Noch eine Frage, wieso sollte man einen Key benötigen?
Und wieso schreibst du es in das Berufe-Forum?


----------



## shambler (15. Juli 2007)

berufe forum`? weil der drachenlederer-guru im ödland sitzt

also beim loch modan komm ich nicht durch, weil der vor dem tunnel einen schlüssel verlangt.. und in der brennenden steppe hab ich auch das ganze gebirge nach einem durchgang abgesucht - vergeblich


hab nützliche infos gefunden.. danke:

http://forum3.ingame.de/wow/showthread.php...goto=nextoldest


----------



## Mondenkynd (22. Juli 2007)

shambler schrieb:


> berufe forum`? weil der drachenlederer-guru im ödland sitzt
> 
> also beim loch modan komm ich nicht durch, weil der vor dem tunnel einen schlüssel verlangt.. und in der brennenden steppe hab ich auch das ganze gebirge nach einem durchgang abgesucht - vergeblich
> hab nützliche infos gefunden.. danke:
> ...



Tunnel mit Schlüssel für Loch Mordan nach Ödland? Welches WoW spielst du denn? 

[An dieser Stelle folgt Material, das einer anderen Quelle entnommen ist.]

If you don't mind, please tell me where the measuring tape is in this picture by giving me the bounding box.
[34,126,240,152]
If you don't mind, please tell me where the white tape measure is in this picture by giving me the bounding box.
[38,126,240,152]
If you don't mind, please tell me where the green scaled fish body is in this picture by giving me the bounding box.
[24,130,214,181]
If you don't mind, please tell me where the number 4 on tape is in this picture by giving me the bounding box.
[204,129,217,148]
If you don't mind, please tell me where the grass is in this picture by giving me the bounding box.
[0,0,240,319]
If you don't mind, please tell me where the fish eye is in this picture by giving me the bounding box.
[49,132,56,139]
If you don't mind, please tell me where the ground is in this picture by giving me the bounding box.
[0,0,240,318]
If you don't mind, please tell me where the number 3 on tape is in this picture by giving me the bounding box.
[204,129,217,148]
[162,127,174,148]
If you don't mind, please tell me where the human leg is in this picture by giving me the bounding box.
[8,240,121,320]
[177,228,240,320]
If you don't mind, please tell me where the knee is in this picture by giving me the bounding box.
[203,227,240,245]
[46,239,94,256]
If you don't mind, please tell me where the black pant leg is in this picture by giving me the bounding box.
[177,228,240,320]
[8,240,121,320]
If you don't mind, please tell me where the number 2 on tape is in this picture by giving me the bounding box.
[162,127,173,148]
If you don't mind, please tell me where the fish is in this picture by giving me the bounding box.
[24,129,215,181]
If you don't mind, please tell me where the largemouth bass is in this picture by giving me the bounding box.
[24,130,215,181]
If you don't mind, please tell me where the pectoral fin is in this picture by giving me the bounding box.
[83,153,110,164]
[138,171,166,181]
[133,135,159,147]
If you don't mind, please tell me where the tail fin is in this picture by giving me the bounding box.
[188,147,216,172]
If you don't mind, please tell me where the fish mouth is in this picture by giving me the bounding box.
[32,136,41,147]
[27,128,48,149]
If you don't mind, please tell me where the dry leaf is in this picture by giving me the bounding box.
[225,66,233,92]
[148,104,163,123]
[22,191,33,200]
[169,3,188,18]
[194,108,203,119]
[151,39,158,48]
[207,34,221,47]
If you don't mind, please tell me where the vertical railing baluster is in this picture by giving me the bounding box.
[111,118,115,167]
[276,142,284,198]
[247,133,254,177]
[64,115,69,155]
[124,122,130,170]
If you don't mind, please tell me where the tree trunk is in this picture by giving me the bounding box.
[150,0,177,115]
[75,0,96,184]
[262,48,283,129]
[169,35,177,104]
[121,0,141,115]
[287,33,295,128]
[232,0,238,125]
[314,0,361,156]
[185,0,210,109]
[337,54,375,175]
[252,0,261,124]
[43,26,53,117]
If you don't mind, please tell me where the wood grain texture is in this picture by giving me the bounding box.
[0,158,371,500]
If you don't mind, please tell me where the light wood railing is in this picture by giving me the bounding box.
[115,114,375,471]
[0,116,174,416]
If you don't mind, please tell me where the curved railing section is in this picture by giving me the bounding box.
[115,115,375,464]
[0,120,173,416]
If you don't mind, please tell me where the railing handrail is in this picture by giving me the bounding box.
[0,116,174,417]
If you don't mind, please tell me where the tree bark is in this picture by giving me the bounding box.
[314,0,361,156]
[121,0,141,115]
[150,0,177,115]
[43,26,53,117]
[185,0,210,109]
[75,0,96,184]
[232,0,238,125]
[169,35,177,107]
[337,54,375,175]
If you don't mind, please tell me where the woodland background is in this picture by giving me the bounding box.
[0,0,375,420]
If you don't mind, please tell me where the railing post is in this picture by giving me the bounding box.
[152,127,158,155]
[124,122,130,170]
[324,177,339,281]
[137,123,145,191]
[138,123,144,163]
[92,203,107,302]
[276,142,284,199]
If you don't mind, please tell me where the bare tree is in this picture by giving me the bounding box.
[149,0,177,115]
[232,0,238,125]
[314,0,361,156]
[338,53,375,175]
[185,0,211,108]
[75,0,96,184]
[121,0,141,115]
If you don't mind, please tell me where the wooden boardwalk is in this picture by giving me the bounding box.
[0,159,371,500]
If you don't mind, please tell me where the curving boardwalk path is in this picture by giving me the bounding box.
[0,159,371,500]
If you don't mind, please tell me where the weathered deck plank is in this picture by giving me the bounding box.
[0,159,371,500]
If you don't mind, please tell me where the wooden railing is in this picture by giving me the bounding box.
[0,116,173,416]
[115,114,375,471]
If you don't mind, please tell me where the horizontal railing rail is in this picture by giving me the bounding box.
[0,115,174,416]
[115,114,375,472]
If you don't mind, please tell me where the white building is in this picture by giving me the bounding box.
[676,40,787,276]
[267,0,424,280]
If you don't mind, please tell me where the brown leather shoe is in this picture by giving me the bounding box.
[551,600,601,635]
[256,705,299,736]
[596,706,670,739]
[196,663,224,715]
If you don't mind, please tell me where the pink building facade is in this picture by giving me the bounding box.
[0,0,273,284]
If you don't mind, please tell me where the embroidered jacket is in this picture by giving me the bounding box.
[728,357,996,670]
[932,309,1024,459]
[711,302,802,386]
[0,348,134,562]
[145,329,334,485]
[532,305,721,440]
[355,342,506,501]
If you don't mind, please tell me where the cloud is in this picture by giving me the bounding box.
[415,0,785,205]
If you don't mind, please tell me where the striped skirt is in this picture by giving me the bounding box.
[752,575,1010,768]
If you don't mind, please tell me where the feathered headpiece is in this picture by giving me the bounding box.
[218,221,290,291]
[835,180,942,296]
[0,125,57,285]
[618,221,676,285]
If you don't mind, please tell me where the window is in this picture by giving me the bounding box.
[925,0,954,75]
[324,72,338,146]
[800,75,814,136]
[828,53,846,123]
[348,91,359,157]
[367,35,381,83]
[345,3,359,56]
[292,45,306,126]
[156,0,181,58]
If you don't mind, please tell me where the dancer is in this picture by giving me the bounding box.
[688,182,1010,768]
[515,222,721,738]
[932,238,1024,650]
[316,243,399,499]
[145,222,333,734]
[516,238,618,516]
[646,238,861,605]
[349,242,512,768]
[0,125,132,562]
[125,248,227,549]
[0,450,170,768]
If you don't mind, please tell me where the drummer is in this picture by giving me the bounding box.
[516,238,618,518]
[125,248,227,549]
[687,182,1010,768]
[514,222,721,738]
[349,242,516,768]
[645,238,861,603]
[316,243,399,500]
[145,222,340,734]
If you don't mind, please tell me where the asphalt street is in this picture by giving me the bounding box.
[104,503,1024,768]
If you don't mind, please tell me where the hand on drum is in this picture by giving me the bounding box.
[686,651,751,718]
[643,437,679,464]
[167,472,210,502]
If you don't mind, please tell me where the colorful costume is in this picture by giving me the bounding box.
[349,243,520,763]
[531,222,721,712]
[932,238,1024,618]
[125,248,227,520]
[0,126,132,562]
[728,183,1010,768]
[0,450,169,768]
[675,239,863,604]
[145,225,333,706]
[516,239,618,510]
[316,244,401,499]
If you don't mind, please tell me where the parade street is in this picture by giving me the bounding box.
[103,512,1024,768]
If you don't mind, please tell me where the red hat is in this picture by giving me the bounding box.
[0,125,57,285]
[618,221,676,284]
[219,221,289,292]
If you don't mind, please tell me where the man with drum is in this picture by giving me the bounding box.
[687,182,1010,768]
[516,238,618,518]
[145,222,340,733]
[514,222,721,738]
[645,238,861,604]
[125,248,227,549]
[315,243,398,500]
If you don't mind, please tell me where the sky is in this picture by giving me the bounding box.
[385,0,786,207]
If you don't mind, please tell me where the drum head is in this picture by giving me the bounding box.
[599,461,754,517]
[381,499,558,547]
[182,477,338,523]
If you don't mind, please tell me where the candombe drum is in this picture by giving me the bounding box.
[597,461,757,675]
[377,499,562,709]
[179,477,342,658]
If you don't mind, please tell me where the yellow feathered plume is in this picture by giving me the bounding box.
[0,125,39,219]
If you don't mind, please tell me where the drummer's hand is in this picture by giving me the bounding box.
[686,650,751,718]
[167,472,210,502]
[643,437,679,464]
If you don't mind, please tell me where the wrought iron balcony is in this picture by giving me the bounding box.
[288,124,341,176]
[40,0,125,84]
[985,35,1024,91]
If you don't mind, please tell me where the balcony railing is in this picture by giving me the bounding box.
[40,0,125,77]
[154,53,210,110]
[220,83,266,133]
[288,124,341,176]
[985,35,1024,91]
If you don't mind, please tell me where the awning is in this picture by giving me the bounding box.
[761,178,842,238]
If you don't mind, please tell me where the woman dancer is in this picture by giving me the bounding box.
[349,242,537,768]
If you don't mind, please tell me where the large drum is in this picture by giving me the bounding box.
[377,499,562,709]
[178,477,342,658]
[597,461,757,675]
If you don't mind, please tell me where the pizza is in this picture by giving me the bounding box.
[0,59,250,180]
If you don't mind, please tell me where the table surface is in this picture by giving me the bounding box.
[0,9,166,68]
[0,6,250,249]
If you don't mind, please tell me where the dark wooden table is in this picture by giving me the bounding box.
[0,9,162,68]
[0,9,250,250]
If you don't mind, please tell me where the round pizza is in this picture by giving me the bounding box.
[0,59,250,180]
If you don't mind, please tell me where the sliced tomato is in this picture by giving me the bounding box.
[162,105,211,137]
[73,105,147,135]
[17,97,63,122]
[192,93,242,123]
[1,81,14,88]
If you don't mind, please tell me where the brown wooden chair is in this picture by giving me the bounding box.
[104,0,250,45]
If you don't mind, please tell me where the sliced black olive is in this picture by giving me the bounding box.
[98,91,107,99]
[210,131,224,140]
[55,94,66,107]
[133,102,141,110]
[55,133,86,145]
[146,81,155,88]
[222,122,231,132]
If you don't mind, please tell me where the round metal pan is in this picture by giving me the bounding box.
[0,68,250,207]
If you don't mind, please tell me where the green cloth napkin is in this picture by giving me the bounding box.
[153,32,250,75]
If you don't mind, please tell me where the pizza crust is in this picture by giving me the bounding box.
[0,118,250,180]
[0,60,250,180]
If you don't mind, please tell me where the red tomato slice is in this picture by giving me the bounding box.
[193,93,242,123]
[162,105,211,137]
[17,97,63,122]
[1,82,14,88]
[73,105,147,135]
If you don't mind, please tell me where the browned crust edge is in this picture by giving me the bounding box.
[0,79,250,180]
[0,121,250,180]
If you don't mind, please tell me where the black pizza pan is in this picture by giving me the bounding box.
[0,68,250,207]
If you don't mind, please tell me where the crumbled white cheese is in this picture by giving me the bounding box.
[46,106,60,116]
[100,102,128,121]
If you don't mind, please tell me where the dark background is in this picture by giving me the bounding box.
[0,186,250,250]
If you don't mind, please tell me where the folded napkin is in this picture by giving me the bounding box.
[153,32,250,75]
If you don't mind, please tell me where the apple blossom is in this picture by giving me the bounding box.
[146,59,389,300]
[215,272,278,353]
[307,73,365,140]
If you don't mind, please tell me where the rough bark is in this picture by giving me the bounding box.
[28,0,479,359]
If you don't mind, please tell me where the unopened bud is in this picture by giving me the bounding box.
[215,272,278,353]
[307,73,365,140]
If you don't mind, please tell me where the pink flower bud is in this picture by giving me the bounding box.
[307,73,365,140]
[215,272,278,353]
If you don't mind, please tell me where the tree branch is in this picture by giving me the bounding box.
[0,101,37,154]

Vom Loch Mordan gibts Westlich einen Durchgang der an Uldaman vorbeiführt und da braucht man deffinitiv keinen Schlüssel für. Wenn du zum Drachenleder willst solltest aber auch Lvl.-Angemessen im Ödland gewesen sein und deinen Flugpunkt gesichert haben. die Q. sind easy.


----------



## razaik (22. Juli 2007)

da geht´s zum Ödland. glaub ich  


			Dieser Inhalt steht nur eingeloggten Mitgliedern zur Verfügung.
        






			Dieser Inhalt steht nur eingeloggten Mitgliedern zur Verfügung.


----------



## Guernica (23. Juli 2007)

shambler schrieb:


> berufe forum`? weil der drachenlederer-guru im ödland sitzt
> 
> also beim loch modan komm ich nicht durch, weil der vor dem tunnel einen schlüssel verlangt.. und in der brennenden steppe hab ich auch das ganze gebirge nach einem durchgang abgesucht - vergeblich
> hab nützliche infos gefunden.. danke:
> ...



Der Tunnel führt in die Sengende Schlucht ;-)


----------



## SonGokuKid (23. Juli 2007)

razaik schrieb:


> da geht´s zum Ödland. glaub ich
> 
> 
> Dieser Inhalt steht nur eingeloggten Mitgliedern zur Verfügung.
> ...



Das ist der Durchgang zum Ödland.^^


----------